The part about my religious vocation seems odd to him. He appears to think I must have undergone some sudden conversion midway through my adolescence. “There has never been a time when God has not been present at my side,” I say.
“How very lucky you are,” he says.
“Lucky?”
He touches his glass to mine.
“Your health,” he says. We drink. Then he says, “What does your Order really want with us, anyway?”
“With you? We want nothing with you. Three generations ago we gave you your world; everything after that is up to you.”
“No. You want to dictate how we shall live. You are people of the past, and we are people of the future, and you are unable to understand our souls.”
“Not so,” I tell him. “Why do you think we want to dictate to you? Have we interfered with you up till now?”
“You are here now, though.”
“Not to interfere. Only to gain information.”
“Ah. Is this so?” He laughs and drinks. “Your health,” he says again.

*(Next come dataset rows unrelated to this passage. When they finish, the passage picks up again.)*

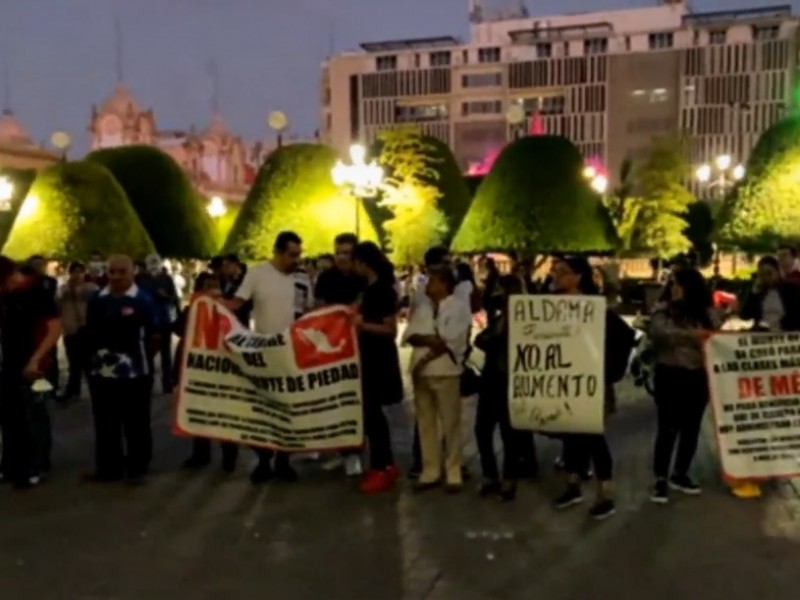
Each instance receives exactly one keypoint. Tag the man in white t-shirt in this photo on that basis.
(272, 288)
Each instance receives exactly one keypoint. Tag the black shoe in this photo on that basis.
(571, 496)
(508, 491)
(261, 474)
(195, 462)
(682, 483)
(660, 493)
(286, 474)
(602, 509)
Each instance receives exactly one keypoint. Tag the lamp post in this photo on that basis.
(721, 175)
(6, 193)
(362, 179)
(61, 141)
(216, 208)
(719, 178)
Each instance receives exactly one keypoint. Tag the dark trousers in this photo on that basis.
(492, 413)
(123, 439)
(25, 428)
(581, 451)
(681, 397)
(75, 347)
(201, 450)
(376, 430)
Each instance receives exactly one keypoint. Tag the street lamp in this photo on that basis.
(726, 175)
(61, 141)
(6, 194)
(362, 179)
(216, 207)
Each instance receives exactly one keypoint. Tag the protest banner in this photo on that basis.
(556, 361)
(299, 390)
(754, 381)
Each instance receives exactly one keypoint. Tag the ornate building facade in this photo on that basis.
(16, 148)
(218, 162)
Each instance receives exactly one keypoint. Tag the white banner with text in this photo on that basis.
(299, 390)
(556, 363)
(754, 380)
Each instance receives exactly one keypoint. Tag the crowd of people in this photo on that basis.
(118, 318)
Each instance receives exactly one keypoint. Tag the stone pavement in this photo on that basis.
(207, 537)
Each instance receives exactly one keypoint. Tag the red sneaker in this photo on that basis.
(376, 482)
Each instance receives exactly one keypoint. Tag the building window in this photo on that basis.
(486, 107)
(718, 36)
(482, 80)
(489, 54)
(544, 50)
(658, 95)
(420, 113)
(386, 63)
(440, 58)
(768, 32)
(657, 41)
(595, 46)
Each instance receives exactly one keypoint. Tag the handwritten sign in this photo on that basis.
(754, 379)
(556, 363)
(299, 390)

He comes a third time a couple of days later. I am restless and irritable when he enters; I have had enough of this imprisonment, these groundless suspicions, this bleak and frosty world; I am ready to be on my way. It is all I can do to keep from bluntly demanding my freedom. As it is I am uncharacteristically sharp and surly with him, answering in quick snarling monosyllables when he asks me how I have slept, whether I am well, is my room warm enough. He gives me a look of surprise, and then one of thoughtful appraisal, and then he smiles. He is in complete control, and we both know it.

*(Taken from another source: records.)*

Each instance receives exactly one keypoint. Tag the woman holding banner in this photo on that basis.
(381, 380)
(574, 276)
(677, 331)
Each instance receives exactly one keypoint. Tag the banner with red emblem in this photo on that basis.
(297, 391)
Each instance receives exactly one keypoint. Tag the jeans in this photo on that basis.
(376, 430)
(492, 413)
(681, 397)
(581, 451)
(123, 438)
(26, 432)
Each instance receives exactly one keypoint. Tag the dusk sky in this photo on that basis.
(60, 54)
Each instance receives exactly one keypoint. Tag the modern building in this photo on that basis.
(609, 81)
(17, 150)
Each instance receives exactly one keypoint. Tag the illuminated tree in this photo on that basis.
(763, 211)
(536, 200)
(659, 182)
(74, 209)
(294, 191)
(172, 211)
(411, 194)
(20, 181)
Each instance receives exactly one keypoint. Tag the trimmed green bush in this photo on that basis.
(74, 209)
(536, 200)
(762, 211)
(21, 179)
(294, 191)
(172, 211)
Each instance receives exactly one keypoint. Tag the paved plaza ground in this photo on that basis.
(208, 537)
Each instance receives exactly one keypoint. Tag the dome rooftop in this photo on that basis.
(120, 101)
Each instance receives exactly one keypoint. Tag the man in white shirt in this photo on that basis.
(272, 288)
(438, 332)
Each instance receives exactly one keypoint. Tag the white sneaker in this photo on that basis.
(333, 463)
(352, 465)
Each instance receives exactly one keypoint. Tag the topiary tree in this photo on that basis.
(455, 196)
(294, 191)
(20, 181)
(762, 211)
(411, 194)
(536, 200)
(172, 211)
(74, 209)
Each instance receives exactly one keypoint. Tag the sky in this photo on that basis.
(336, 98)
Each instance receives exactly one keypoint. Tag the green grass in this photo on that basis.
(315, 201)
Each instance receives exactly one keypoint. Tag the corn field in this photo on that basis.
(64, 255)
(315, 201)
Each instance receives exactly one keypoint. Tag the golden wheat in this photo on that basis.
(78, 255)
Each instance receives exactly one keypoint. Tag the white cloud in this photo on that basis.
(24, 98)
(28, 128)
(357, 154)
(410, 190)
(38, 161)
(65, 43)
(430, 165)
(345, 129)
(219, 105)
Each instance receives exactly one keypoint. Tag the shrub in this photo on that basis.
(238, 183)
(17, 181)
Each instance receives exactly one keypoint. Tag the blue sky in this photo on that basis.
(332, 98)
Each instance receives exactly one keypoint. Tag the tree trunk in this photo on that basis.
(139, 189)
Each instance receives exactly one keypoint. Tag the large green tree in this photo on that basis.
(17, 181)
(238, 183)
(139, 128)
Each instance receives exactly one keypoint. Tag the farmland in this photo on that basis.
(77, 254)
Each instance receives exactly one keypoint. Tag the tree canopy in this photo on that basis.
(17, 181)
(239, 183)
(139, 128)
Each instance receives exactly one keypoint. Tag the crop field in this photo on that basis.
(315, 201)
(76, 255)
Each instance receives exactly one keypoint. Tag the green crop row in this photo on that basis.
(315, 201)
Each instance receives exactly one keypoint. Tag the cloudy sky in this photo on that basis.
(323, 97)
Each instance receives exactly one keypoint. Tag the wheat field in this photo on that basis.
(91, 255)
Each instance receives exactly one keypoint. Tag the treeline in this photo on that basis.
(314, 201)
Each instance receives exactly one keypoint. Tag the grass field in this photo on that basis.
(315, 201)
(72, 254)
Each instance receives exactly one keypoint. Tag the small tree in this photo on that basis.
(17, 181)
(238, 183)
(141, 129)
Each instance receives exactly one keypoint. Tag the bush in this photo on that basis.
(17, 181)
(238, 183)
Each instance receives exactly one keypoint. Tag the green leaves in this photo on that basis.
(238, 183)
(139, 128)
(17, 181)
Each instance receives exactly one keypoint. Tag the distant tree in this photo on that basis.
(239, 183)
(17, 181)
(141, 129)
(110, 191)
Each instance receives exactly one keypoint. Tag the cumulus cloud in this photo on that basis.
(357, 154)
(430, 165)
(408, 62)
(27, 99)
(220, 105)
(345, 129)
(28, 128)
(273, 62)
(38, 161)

“Tell me once more,” he says, “why you have come to us.”
I calm myself and run through the whole thing one more time. He nods. Now that he knows me better, he tells me, he begins to think that I may be sincere, that I have not come to spy, that I actually would be willing to chase across the galaxy this way in pursuit of an ideal. And so on in that vein for a time, both patronizing and genuinely friendly almost in the same breath.

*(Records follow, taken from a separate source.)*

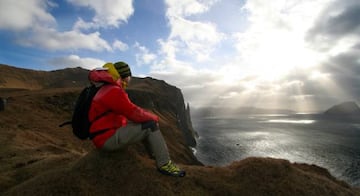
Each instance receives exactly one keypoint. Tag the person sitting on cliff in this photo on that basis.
(119, 122)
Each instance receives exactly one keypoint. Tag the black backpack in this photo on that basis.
(80, 122)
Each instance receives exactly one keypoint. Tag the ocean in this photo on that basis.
(301, 138)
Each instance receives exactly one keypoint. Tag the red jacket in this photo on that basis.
(114, 106)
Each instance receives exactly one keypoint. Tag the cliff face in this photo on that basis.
(163, 98)
(38, 158)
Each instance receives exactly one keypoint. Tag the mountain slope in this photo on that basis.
(125, 173)
(39, 158)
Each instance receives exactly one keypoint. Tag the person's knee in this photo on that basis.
(152, 125)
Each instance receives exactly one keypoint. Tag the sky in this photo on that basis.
(302, 55)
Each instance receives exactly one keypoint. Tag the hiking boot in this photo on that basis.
(171, 169)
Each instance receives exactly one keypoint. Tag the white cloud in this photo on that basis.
(107, 12)
(76, 61)
(144, 56)
(186, 7)
(120, 45)
(53, 40)
(199, 38)
(23, 15)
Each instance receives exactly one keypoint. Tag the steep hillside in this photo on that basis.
(125, 173)
(39, 158)
(13, 78)
(346, 108)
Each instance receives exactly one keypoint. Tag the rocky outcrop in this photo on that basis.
(126, 173)
(38, 158)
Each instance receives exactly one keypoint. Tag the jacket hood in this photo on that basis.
(102, 75)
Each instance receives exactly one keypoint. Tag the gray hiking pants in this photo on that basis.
(133, 133)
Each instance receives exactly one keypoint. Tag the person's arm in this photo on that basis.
(120, 103)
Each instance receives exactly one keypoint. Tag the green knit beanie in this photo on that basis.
(123, 69)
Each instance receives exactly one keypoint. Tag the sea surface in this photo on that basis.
(303, 138)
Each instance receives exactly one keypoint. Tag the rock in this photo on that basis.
(2, 103)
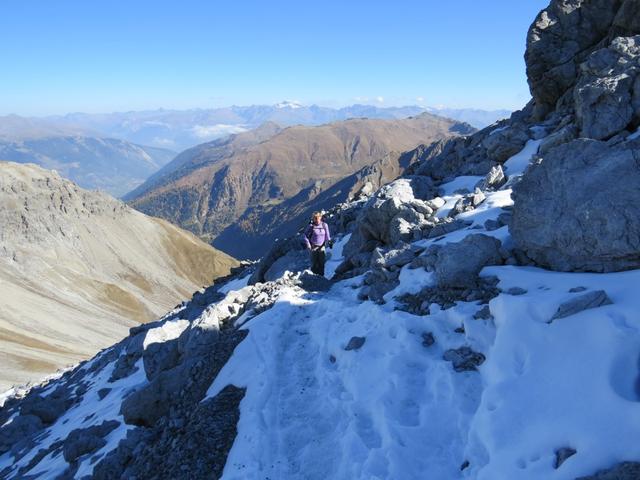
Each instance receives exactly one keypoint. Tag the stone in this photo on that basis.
(103, 392)
(86, 440)
(312, 283)
(355, 343)
(562, 454)
(504, 144)
(583, 302)
(579, 208)
(483, 314)
(458, 264)
(603, 100)
(160, 356)
(428, 339)
(493, 180)
(577, 289)
(464, 359)
(22, 427)
(47, 409)
(561, 37)
(516, 291)
(559, 137)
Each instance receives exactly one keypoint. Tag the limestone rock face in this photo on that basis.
(579, 208)
(78, 268)
(558, 41)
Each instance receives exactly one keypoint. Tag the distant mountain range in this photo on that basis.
(242, 192)
(78, 268)
(117, 152)
(181, 129)
(92, 160)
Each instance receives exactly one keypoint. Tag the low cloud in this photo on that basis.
(218, 130)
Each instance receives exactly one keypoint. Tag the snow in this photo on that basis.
(169, 330)
(235, 284)
(392, 409)
(463, 182)
(90, 411)
(335, 256)
(571, 383)
(517, 164)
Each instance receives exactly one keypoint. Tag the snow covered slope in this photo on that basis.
(447, 344)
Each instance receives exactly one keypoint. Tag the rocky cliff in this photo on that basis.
(480, 321)
(78, 268)
(241, 194)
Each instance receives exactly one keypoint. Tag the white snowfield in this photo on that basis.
(394, 409)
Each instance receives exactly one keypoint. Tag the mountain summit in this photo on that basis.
(481, 320)
(78, 268)
(242, 193)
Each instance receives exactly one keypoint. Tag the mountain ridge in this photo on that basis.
(228, 189)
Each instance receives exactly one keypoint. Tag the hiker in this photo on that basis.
(316, 237)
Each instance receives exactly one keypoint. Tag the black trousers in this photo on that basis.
(318, 258)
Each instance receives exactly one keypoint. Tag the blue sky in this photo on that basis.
(102, 56)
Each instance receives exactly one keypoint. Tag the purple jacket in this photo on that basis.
(315, 235)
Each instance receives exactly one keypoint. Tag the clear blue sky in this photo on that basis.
(102, 56)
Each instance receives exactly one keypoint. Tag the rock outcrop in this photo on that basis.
(578, 209)
(78, 268)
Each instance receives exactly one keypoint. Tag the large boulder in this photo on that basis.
(560, 38)
(397, 213)
(604, 95)
(578, 209)
(457, 265)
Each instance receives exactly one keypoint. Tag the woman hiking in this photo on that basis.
(316, 236)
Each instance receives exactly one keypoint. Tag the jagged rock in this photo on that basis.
(445, 226)
(559, 137)
(21, 428)
(579, 208)
(467, 203)
(559, 40)
(583, 302)
(393, 215)
(503, 219)
(86, 440)
(46, 409)
(394, 258)
(464, 359)
(483, 314)
(515, 291)
(457, 265)
(428, 339)
(293, 261)
(418, 303)
(355, 343)
(604, 90)
(562, 454)
(493, 180)
(504, 144)
(622, 471)
(312, 283)
(103, 392)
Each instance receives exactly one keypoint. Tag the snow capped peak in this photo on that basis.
(289, 104)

Then he says, “We have decided that it is best to send you onward.”
“Where?”
“The name of the world is Entrada. It is one of our daughter worlds, eleven light-years away, a very hot place. We trade our precious metals for their spices. Someone came from there not long ago and told us of a strange man named Oesterreich, who passed through Entrada and spoke of undertaking journeys to new and distant places. Perhaps he can provide you with the answers that you seek. If you can find him.”